Lichtsteiner: (zögert) Das war aber sicher nicht die Schuld von Lang. Ich bin an einem Punkt in meiner Karriere, der sich nicht vergleichen lässt mit einem acht Jahre jüngeren Kollegen am Anfang seines internationalen Weges. Wir hätten als Team mehr investieren müssen, die Energie hat gefehlt. Wir waren nicht bereit, und das war unser Fehler. Wissen Sie was?

zentralplus: Sie werden es hoffentlich gleich loswerden.

Lichtsteiner: Von einem wie Roger Federer können wir Fussballer uns eine Scheibe abschneiden. Selbst wenn er viel mehr Talent besitzt als die überwiegende Mehrheit seiner Gegner, so hat er auch an weniger guten Tagen sehr häufig einen Weg zum Sieg gefunden.

zentralplus: Und als Einzelsportler konnte er sich nicht hinter dem Rücken eines Teamkollegen verstecken.

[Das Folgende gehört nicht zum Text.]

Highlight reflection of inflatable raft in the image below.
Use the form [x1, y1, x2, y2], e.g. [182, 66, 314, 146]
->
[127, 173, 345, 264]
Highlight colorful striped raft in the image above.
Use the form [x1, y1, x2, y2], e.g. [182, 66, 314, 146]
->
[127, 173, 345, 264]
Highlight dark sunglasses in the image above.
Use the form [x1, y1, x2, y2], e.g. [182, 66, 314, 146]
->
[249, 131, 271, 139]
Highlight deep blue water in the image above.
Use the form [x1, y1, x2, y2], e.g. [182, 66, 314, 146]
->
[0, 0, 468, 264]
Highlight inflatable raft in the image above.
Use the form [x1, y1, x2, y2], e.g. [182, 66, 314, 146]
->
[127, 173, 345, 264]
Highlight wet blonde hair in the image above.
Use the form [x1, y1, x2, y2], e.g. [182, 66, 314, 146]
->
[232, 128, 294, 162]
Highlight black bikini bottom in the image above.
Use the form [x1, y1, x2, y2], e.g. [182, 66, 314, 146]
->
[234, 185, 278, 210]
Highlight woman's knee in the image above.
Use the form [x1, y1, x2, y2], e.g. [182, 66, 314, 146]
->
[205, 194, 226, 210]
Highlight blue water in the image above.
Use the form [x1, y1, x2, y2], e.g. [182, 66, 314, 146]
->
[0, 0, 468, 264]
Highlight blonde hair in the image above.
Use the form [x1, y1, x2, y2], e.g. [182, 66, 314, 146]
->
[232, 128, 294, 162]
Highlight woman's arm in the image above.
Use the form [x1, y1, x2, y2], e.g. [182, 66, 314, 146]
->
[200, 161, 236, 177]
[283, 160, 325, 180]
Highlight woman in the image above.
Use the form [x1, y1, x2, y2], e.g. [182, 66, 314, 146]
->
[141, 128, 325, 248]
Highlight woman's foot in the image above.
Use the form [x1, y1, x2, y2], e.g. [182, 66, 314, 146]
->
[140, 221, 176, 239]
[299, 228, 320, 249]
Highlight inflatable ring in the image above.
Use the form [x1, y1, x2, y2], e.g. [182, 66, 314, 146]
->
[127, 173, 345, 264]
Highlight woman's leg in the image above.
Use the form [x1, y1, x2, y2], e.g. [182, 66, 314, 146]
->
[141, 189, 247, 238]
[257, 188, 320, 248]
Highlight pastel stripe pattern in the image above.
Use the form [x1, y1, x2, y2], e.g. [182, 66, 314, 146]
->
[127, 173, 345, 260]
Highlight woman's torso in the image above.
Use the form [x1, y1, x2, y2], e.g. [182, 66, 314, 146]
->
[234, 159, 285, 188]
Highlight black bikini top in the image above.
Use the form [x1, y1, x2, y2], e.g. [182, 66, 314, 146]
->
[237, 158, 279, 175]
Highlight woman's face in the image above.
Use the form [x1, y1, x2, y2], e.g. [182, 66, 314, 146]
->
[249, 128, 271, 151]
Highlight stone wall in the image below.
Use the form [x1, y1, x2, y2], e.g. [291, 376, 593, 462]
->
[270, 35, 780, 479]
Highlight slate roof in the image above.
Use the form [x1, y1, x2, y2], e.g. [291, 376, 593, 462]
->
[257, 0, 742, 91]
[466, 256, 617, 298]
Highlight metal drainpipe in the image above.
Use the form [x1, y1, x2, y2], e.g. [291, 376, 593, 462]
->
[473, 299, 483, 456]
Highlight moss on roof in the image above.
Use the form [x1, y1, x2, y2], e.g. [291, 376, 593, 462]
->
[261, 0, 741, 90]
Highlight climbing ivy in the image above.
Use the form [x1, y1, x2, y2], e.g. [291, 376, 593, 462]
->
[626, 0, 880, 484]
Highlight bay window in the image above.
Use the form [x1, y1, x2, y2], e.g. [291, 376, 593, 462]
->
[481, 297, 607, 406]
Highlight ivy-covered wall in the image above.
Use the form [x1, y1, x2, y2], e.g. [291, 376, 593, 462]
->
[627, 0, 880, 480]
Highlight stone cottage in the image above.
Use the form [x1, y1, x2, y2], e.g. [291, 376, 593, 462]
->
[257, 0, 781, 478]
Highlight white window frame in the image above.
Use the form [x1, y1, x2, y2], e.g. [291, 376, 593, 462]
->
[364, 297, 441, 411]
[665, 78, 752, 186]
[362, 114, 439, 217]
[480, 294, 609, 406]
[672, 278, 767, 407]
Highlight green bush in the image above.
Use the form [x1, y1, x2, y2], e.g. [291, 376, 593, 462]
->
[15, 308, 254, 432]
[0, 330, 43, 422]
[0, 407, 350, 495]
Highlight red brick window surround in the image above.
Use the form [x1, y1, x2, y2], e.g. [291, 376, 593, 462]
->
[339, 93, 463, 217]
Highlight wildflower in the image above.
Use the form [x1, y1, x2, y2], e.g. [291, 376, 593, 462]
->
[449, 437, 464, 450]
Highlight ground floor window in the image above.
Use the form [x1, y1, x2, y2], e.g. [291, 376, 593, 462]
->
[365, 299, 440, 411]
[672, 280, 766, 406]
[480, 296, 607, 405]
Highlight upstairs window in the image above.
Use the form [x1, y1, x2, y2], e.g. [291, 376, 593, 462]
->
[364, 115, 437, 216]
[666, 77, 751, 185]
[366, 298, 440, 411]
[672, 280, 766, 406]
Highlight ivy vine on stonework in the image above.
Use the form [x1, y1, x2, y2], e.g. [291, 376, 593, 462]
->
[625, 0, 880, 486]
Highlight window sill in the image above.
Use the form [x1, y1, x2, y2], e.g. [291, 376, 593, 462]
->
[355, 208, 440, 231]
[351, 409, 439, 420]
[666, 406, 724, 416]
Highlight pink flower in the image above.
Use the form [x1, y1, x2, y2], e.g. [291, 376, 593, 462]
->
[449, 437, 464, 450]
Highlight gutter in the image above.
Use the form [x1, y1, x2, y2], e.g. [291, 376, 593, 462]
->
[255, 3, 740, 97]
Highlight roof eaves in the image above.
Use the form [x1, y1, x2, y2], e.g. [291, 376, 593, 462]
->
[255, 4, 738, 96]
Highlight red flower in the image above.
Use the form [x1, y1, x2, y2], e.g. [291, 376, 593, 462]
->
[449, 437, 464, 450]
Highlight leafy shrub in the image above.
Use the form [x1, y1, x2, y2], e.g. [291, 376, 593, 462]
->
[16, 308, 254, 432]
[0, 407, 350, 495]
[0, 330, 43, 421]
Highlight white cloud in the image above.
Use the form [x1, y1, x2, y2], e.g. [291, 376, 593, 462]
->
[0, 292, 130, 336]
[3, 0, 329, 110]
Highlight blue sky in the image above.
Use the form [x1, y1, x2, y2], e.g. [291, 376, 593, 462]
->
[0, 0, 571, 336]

Lichtsteiner: Stimmt, das kommt noch dazu. Der letzte Schritt, der uns zu einem Exploit noch fehlt, ist, dass wir alle eine Schippe drauflegen können. Es geht dann auch im Team um Eigeninitiative, um individuelle Verantwortung, sodass sich jeder von uns sagt: Heute liefere ich den entscheidenden Input. Damit meine ich keinesfalls, dass jeder von nun an blindlings nach vorne stürmen und den Torerfolg suchen soll. Aber jeder Einzelne muss im Rahmen seiner Aufgabe den Fokus darauf haben, einen Akzent mehr zu setzen, als unbedingt von ihm erwartet wird. Es muss das Bewusstsein erwachen, dass in engen Spielen nicht nur die Leistungsträger liefern müssen. Das ist ein Gemeinschaftswerk.